Tra le cartacce abbandonate blocchetti di assegni, buste paga, bollette, fatture e molto altro
Un panorama fantastico da dove stamani ci siamo ritrovati ad ammirare lo Stretto. E si, la nostra città vista dall’alto è veramente uno spettacolo se non fosse per qualcuno che fa della nostra splendida terra un luogo dove scaricare di tutto, anche ciò che sarebbe più sensato bruciare; ma, d’altra parte, non tutti hanno il caminetto a casa da utilizzare per questo nobile scopo.
Tra questi, sicuramente il commercialista o il che ragioniere non avendo altro modo di liberare il suo ufficio ha pensato fosse il caso di abbandonare parte del suo “pane quotidiano” in una delle strade della periferia messinese tra le più belle da percorrere per il suo impareggiabile panorama. Siamo nella salita che conduce al forte Cavalli a circa un chilometro dalla struttura; in un dirupo non troppo lontano da sguardi indiscreti come quelli di Tempo Stretto abbiamo ammirato, oltre al panorama, una serie di scatoloni abbandonati che durante il “trasloco” hanno perso sul ciglio della strada il loro carico mostrando ai numerosi passanti – quella strada è trafficatissima – tutto il loro contenuto. Tra la documentazione che abbiamo immortalato non c’è sfuggito uno dei marchi più conosciuti in città protagonista di un fallimento che a molti non ha convinto; soprattutto a chi per questa azienda lavorava.

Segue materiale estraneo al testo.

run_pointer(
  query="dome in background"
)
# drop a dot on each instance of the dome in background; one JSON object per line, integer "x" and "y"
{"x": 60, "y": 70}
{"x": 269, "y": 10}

Ma nel sito c’è tanta roba, tanta ma tanta roba che c’è stato impossibile, anche per la notevole pendenza, riuscire a scorgere altro. Ma d’altronde, questo non è compito nostro. A controllare cosa c’è ci penseranno sicuramente altri. O no?
Non possono mancare ovviamente i nostri più sentiti complimenti all’autore di tale azione; il vero protagonista è senz’altro lui.